3. On-Chip vs Peripheral Protocols
On-Chip Protocols
Used inside SoCs for connecting modules like CPU, memory controller, or accelerators.
- Examples: AXI, AHB, OCP, TileLink
- Pros: Very fast, simple
- Cons: Limited to a single chip, no standard between devices
- Limitation: Not scalable for high-speed peripherals
Peripheral Protocols
Used to connect external devices to CPU/system.
- Examples: PCI, PCI-X, PCIe, USB, SATA
- Pros: Standardized, scalable, hot-plug capable
- PCIe: Industry standard for high-speed peripherals
ASCII Illustration: On-Chip vs Peripheral
[CPU]---AXI/AHB---[GPU Core]
|
+--PCIe-->[External GPU/SSD/FPGA]
Conclusion: On-chip protocols are great for internal SoC communication, but PCIe is required for external devices.
4. PCIe Topology
Unlike PCI/PCI-X (shared bus), PCIe uses a switched, point-to-point topology:
CPU / Root Complex
|
---------------------
| | |
x16 GPU x4 SSD x1 WiFi
|
Switch
/ | \
EP1 EP2 EP3
(NIC) (FPGA) (USB)
Notes:
- Root Complex (RC) connects CPU to PCIe devices.
- Switches extend connectivity to multiple endpoints.
- Each link is dedicated, preventing bandwidth sharing.
5. PCIe Layers Overview (Brief Intro)
PCIe uses a layered architecture:
Layer | Purpose |
---|---|
Transaction Layer | Forms TLPs (Transaction Layer Packets), routing, addresses |
Data Link Layer | Ensures reliable delivery using DLLPs (ACK/NAK), flow control |
Physical Layer | Serial transmission, encoding, equalization, training |
Each layer has specific roles, which we’ll explore in detail in later parts.
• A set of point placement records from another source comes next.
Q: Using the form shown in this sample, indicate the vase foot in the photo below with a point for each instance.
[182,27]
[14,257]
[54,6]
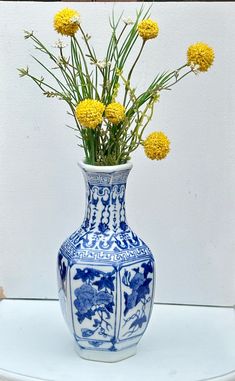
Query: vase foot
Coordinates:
[106,356]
6. PCIe Protocol Features (High-Level)
- Packet-based communication (TLP/DLLP)
- Switched, point-to-point links
- Lane scalability (x1–x16+)
- Quality of Service (QoS) support
- Flow control with credit mechanism
- Hot-plug & power management
- Error detection and recovery
- Supports multiple generations (Gen1–Gen6)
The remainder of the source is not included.